Il punto di snodo di tale sistema, tanto importante quanto antico in agricoltura (e risale in prevalenza verbi nte al neolitico, a quando l'uomo imparò a sfruttare la forza animale), era rappresentato dalla ẑierẑa (dal plur. del latino circulu(m)?, 'anello', cerchio') e, prima di essa, dal 'chiovolo' vero e proprio (un terzo tipo di bròca, che veniva conficcata in posizione diversa da quelle descritte più oltre: si trattava infatti, come precisa lo Zingarelli, di un 'cavicchio situato al centro del giogo, per infilarvi la stanga del carro').

La ẑierẑa antica (costruita, “na òlta”, come precisa l'informatore citato nel Dizionario del dialetto di Revine di G. Tomasi, “con due rami intrecciati di carpine bianco o di bagolaro”) era formata da un anello un po' più grosso del manico di un cesto, di circa 50 cm di diametro, flessibile oltre che assai resistente, sagomato in modo da risultare piegato in due semicerchi pendenti, a mo' di collana, dalle apposite tacche centrali del giogo. In questi due semicerchi veniva inserito e trattenuto il timone.

Le ẑierẑe di ferro, più recenti, erano costituite, secondo la descrizione del Tomasi, da tre elementi: da due anelli oblunghi (s-ciòne), che abbracciavano il giogo in corrispondenza delle sue tacche arrivando a sporgere una quindicina di centimetri al di sotto di esso, e da un braccio mobile - a forma di semicerchio, di arco (arẑon) ricurvo verso il basso – che, collegandoli, svolgeva la duplice funzione di sostenere e imprigionare il timone e di agganciarlo, tramite la bròca, al giogo. La mobilità di questo braccio permetteva il collegamento e l'aggancio del timone al giogo senza dover ricorrere alle difficoltose evoluzioni in retromarcia dei buoi che la ẑierẑa di legno 'de na òlta' rendeva necessarie nel caso di un loro attacco a un carro già carico.

La ẑierẑa, sia di legno che di ferro, aveva anche la funzione di introdurre quel minimo di flessibilità e lasco antistrappo, specialmente al momento della partenza.

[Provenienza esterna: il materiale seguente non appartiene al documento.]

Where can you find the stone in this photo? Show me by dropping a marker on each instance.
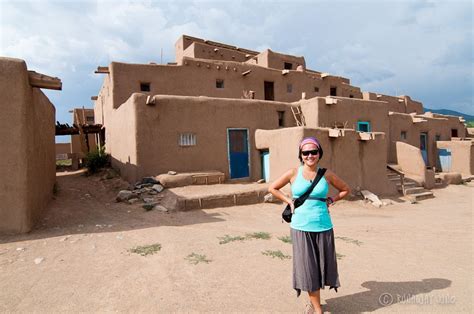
(149, 180)
(372, 197)
(124, 195)
(158, 188)
(269, 198)
(161, 208)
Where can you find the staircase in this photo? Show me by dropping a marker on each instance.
(298, 115)
(411, 189)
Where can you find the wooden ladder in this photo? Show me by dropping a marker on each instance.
(298, 115)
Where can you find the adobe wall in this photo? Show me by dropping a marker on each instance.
(198, 77)
(462, 155)
(275, 60)
(27, 131)
(360, 163)
(229, 51)
(75, 139)
(401, 104)
(157, 132)
(345, 113)
(413, 125)
(121, 138)
(62, 148)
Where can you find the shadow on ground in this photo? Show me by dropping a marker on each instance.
(385, 294)
(86, 204)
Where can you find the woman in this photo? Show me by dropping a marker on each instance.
(314, 255)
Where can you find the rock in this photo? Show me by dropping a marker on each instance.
(124, 195)
(149, 206)
(158, 188)
(133, 201)
(372, 197)
(161, 208)
(269, 198)
(149, 180)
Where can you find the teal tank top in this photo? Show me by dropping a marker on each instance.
(313, 215)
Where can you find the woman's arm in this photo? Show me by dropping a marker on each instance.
(339, 184)
(275, 187)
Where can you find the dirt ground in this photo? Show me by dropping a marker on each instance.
(400, 258)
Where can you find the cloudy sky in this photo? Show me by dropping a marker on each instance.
(419, 48)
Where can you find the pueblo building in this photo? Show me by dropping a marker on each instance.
(242, 113)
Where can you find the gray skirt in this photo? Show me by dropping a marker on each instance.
(314, 261)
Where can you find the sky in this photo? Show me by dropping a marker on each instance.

E' forse utile a questo punto precisare che la bròca ('chiovolo', 'chiodo', di ferro) abbinata alla ẑierẑa, del diametro di circa tre centimetri, veniva inserita in un foro praticato nel timone in modo da trapassarlo e da sporgere al di sotto di esso per una decina di centimetri. Questa parte sporgente fungeva da fermo, da gancio, sul quale, appunto tramite la ẑierẑa, si esercitava la forza trainante dei buoi aggiogati. La bròca, il 'chiodo' (lat. clavu(m)), svolge quindi una funzione analoga a quella della 'chiave' (lat. clavis): entrambi gli strumenti servono a 'chiudere o unire strettamente' (v. Dizionario ragionato), anche se sono del tutto diversi nella struttura e nel funzionamento.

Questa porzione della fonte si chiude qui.